Some say they find that anger helps them make changes. I say that’s great, but for me, it’s a waste of time and energy.
Shame is the belief that you are wrong at a very deep, core level. I took a break from practicing law a while back to work as a counselor in residential treatment for alcoholics and addicts. To a person, they carried a deep, abiding sense of shame and didn’t even know it. When they finally realized this and let it go, you could see the most amazing light come back into their eyes. Shame is the great internal oppressor that keeps us locked away from a wonderful life. If this is one of your gremlins, I encourage you to get some help from someone who can help you recognize it, acknowledge it, and be done with it.
Do I really need to expound on this?
Developing an Attitude of Practice
If you’ve stuck with me this far, then let me share with you how to approach your life and your relationships with an attitude of practice. Truth is, it’s quite simple – not always easy, but simple. When you find yourself interacting with someone or some aspect of life and you want to nurture the possibilities there, here’s what you do.

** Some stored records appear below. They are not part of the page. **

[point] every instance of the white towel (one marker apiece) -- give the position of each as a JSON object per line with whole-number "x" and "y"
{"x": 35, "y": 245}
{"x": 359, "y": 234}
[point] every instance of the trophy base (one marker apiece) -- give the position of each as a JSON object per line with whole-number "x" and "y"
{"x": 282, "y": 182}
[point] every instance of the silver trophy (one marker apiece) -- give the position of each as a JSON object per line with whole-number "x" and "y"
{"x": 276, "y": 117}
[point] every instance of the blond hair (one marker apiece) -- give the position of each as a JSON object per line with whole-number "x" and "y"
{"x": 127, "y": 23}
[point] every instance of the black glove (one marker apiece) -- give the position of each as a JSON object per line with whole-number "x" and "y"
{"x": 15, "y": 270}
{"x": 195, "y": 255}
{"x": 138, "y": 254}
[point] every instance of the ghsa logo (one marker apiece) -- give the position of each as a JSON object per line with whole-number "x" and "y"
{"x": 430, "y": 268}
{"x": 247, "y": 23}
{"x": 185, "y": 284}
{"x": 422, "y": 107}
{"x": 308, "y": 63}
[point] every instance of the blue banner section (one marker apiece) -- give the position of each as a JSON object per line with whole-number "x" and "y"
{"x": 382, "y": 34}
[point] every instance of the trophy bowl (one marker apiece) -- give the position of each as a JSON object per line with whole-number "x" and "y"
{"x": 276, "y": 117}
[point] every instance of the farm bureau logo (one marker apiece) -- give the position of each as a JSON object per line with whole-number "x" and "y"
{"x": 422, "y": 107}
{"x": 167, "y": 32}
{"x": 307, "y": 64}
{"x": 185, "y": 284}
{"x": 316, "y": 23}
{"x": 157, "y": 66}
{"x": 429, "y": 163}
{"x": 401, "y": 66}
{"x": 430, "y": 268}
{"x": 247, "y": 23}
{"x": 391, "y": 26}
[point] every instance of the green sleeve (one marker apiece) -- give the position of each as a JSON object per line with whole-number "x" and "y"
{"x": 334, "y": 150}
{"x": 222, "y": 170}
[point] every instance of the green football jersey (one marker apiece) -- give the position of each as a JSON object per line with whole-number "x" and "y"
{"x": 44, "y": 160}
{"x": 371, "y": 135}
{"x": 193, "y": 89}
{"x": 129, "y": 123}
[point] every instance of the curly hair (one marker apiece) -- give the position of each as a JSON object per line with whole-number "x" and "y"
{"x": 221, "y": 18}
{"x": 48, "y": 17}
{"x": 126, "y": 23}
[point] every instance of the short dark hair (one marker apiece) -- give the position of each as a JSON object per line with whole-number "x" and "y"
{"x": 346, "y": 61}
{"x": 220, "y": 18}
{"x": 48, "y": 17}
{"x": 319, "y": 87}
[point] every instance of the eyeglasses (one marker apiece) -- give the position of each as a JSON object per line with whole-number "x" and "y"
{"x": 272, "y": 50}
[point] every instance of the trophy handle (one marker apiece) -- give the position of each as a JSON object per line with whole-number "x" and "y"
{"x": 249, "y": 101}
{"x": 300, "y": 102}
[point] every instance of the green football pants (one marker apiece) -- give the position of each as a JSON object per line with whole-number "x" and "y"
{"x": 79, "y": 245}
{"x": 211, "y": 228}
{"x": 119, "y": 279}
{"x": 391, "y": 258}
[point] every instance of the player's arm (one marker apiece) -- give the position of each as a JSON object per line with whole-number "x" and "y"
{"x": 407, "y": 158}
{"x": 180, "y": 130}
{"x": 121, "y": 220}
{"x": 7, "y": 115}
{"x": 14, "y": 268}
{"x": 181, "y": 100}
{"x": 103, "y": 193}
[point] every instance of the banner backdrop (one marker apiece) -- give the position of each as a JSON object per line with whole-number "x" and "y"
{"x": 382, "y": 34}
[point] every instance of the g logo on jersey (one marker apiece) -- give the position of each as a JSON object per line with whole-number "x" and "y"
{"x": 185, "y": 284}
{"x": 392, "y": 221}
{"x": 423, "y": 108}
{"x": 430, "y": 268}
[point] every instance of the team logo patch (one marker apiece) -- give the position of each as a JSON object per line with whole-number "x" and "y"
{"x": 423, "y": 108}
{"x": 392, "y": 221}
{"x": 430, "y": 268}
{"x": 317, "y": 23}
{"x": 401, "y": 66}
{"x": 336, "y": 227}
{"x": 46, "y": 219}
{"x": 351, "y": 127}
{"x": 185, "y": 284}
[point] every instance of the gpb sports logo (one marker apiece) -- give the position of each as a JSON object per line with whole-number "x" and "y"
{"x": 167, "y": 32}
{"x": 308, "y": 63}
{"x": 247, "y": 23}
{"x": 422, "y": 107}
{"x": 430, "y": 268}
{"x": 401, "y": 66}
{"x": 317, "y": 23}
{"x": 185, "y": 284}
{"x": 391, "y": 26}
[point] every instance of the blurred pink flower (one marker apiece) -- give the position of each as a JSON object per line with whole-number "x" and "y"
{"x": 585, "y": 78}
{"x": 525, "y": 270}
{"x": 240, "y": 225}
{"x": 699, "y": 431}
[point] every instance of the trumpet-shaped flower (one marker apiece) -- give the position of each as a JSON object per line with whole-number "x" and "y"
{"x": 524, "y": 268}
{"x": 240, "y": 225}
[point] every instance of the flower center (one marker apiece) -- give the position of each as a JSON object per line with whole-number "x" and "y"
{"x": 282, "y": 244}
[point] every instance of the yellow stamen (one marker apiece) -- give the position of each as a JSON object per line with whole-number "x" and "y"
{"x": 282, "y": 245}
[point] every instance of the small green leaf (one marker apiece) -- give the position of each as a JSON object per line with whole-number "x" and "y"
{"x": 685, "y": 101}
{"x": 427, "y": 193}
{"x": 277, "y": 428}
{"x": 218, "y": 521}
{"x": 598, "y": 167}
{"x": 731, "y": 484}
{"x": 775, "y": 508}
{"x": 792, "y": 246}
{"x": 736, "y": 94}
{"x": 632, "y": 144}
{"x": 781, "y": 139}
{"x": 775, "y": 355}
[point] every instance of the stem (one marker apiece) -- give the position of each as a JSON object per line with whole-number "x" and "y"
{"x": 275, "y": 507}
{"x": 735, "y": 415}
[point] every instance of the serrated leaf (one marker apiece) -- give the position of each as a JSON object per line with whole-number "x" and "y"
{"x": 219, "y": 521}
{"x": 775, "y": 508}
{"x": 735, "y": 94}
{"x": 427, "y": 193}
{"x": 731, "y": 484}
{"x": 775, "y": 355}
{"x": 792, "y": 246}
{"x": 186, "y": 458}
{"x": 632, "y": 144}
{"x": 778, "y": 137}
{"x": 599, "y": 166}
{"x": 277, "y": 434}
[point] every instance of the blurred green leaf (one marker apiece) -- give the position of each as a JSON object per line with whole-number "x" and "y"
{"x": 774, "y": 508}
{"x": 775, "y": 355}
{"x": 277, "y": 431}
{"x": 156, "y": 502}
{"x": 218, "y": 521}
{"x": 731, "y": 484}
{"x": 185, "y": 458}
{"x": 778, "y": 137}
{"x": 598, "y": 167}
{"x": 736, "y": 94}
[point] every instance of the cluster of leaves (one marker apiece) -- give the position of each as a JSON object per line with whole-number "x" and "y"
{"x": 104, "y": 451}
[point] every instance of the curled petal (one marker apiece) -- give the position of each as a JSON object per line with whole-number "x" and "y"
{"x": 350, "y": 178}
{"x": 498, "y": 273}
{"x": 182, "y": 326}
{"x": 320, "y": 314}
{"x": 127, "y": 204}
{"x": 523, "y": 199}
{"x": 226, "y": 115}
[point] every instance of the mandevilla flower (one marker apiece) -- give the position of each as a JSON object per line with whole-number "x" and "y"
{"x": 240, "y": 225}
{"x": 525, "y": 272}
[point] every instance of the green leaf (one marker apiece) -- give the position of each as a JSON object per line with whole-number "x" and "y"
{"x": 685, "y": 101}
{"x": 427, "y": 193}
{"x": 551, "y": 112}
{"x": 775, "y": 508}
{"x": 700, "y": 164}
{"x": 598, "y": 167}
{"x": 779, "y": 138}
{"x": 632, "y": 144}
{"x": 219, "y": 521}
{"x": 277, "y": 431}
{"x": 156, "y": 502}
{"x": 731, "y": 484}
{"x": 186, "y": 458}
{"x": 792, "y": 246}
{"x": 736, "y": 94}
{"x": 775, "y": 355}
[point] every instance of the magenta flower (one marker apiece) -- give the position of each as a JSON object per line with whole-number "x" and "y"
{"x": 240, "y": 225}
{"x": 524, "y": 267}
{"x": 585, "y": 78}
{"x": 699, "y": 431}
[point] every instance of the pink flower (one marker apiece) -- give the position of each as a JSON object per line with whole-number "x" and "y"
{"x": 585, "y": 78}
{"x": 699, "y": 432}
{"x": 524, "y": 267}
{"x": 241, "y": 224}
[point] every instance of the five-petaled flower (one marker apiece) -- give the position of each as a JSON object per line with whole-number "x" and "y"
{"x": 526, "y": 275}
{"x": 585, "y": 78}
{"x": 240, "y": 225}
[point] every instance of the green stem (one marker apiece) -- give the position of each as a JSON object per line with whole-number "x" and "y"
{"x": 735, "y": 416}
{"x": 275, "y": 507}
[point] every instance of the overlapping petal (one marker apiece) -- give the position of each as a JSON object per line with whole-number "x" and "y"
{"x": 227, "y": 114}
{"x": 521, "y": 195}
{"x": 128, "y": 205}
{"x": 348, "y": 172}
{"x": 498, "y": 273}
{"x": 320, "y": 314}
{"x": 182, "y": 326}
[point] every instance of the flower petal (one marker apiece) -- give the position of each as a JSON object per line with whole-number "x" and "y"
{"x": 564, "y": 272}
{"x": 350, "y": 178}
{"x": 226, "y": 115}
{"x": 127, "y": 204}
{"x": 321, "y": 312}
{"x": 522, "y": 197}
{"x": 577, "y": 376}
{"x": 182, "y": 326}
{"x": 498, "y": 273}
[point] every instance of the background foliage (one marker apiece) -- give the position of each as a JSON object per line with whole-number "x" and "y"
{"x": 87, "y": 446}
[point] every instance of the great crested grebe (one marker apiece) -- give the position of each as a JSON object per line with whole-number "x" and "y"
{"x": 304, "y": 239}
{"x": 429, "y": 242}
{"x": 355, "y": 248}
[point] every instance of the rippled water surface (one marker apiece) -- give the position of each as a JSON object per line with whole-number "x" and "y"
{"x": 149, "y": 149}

- Stop – step back for a second to create just a bit of space.
- Breathe – it’s really difficult to fully engage when you hold your breath.
- Notice your emotions – no need to change them – just be aware of them.
- Notice your thoughts – we usually let our minds run themselves with very little attention or adult supervision. Noticing what you’re thinking helps put you back in control of your life.
- Know your intention – what do you want, why do you want it, and are you sure?
- Pay attention – throughout the entire interaction, pay attention to what and who is happening
- Respond – don’t just react.
And finally, if you really want to learn to practice life and all your relationships, find some teachers and mentors. Look for people around you who seem to be able to live or relate in ways you like. Watch them, listen to them, learn from them, practice with them.
Remember what I said at the beginning. Approach life like a musician. Practice life to become comfortable with what doesn’t come naturally. It can be physically, mentally, and emotionally uncomfortable to learn and practice a new life skill, a new relationship, or a new way of approaching life. Through good practice, though, it becomes more natural. Eventually, it requires little or no thought to play.